Hace algo más de medio siglo, en las postrimerías del gobierno del conservador Guillermo León Valencia, se aprobó la Ley 25 de 1966 para exaltar la memoria del expresidente conservador Laureano Gómez. Un artículo de la ley establecía que el puente sobre el río Magdalena que se había comenzado a construir entre Atlántico y Magdalena llevaría el nombre del homenajeado.

El puente fue inaugurado en 1974 por otro presidente conservador, Misael Pastrana. Sin embargo, la muy liberal Barranquilla no aceptó imposiciones desde Bogotá y, en una reacción popular espontánea, lo bautizó desde el primer momento con el nombre extraoficial con que se le conoce hasta hoy: Puente Pumarejo.

Fue un reconocimiento al destacado político y abogado Alberto Pumarejo, por el papel activo que jugó como impulsor de la obra. Pumarejo, cofundador de EL HERALDO, tuvo una dilatada trayectoria que lo llevó a ser desde concejal y alcalde de Barranquilla hasta senador de la República, ministro, embajador plenipotenciario y designado a la Presidencia.

Cuarenta y cinco años después, y a escasos metros del viejo puente, están a punto de concluir las obras de uno nuevo, mucho más grande y elevado, concebido para facilitar la navegabilidad por el río Magdalena y, también, el tráfico automotor por la vía a Santa Marta.

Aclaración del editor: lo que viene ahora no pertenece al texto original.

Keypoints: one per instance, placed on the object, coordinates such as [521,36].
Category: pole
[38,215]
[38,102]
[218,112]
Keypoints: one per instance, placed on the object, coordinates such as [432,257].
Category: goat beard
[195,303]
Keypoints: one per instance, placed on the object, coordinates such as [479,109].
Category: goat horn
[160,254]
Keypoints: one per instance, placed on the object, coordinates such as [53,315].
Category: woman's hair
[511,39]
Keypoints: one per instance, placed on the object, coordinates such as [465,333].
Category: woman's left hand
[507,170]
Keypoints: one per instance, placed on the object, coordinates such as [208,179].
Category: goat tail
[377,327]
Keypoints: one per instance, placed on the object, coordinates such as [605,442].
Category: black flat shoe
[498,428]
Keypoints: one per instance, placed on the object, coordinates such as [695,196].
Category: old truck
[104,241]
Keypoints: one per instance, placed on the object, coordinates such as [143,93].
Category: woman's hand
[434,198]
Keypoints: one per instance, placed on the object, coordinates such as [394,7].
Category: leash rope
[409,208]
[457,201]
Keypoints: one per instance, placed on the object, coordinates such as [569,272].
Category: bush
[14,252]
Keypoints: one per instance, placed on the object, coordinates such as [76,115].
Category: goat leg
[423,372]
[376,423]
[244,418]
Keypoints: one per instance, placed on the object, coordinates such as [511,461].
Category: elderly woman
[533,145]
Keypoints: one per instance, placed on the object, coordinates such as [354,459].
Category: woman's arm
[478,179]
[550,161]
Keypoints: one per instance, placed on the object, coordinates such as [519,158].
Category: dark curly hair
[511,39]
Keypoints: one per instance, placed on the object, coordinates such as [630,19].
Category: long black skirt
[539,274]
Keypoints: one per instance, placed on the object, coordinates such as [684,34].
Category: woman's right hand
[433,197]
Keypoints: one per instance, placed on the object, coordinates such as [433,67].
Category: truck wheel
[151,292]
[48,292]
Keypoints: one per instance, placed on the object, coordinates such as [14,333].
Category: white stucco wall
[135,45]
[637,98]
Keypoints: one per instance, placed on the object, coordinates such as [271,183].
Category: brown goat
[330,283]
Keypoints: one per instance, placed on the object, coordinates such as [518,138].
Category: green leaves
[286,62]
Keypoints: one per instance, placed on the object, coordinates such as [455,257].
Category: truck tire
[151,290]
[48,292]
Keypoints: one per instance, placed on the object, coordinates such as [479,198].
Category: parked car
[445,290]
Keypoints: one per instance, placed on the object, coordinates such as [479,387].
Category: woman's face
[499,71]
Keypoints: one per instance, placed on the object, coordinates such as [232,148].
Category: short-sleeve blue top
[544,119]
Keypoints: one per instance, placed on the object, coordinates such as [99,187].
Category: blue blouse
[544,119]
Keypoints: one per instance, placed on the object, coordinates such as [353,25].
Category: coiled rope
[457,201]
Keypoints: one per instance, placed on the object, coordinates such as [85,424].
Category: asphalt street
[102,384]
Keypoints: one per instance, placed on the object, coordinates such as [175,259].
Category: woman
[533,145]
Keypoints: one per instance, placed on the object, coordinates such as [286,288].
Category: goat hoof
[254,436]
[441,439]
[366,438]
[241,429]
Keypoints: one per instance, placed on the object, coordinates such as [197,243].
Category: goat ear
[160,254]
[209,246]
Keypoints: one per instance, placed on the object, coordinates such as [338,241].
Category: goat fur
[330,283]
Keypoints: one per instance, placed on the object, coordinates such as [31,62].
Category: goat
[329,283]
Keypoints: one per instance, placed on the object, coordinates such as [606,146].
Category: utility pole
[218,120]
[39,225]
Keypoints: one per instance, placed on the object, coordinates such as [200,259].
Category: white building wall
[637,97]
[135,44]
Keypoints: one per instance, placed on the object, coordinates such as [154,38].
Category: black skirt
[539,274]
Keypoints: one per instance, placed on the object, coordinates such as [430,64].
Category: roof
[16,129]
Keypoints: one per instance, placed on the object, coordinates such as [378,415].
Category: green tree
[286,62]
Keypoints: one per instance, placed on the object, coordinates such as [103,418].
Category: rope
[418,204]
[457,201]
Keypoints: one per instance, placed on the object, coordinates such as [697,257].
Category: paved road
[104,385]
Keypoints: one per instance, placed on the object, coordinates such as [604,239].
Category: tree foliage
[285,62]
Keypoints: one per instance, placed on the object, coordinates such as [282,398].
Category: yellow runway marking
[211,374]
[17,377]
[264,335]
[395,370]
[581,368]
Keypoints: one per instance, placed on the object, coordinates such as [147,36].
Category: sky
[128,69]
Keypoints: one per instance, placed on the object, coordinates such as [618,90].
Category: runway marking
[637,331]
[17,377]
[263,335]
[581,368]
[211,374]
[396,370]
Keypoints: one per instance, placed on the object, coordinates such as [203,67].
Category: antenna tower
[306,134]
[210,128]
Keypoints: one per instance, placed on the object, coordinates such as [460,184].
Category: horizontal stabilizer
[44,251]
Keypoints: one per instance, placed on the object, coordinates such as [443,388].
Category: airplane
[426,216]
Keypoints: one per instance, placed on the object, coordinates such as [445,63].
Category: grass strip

El 29 de abril de 2015, durante la firma del contrato para su construcción, el entonces presidente, Juan Manuel Santos, anunció que el viaducto recibiría el nombre de Pumarejo. Pero, como ha constatado este diario, aquel anuncio no se ha traducido hasta la fecha en un acto administrativo o legislativo que así lo disponga.

El presidente Duque, que el viernes sellará protocolariamente en Barranquilla las placas del puente, tiene una oportunidad de oro para subsanar aquella omisión y poner fin a la anomalía histórica que ha supuesto tener un puente con dos nombres: uno, formal, decidido en la distante capital y otro, extraoficial pero más duradero, producto de la rebeldía costeña.

Los tiempos han cambiado. Ya el país no está dividido entre dos grandes partidos, como sucedía desde los días primigenios de la República. No se trata, pues, de plantear reivindicaciones políticas trasnochadas, sino de que se reconozca, con dos generaciones de retraso, que los nombres encierran muchas veces cargas emocionales que son ignoradas por los lejanos aparatos burocráticos que los deciden.

Y qué mejor manera de plasmar ese reconocimiento que poniendo, oficialmente, al nuevo puente el nombre que los barranquilleros y costeños quisieron para el antiguo.

En su visita a Barranquilla, el presidente podría hacer esta pequeña, pero de alto contenido simbólico, reparación histórica.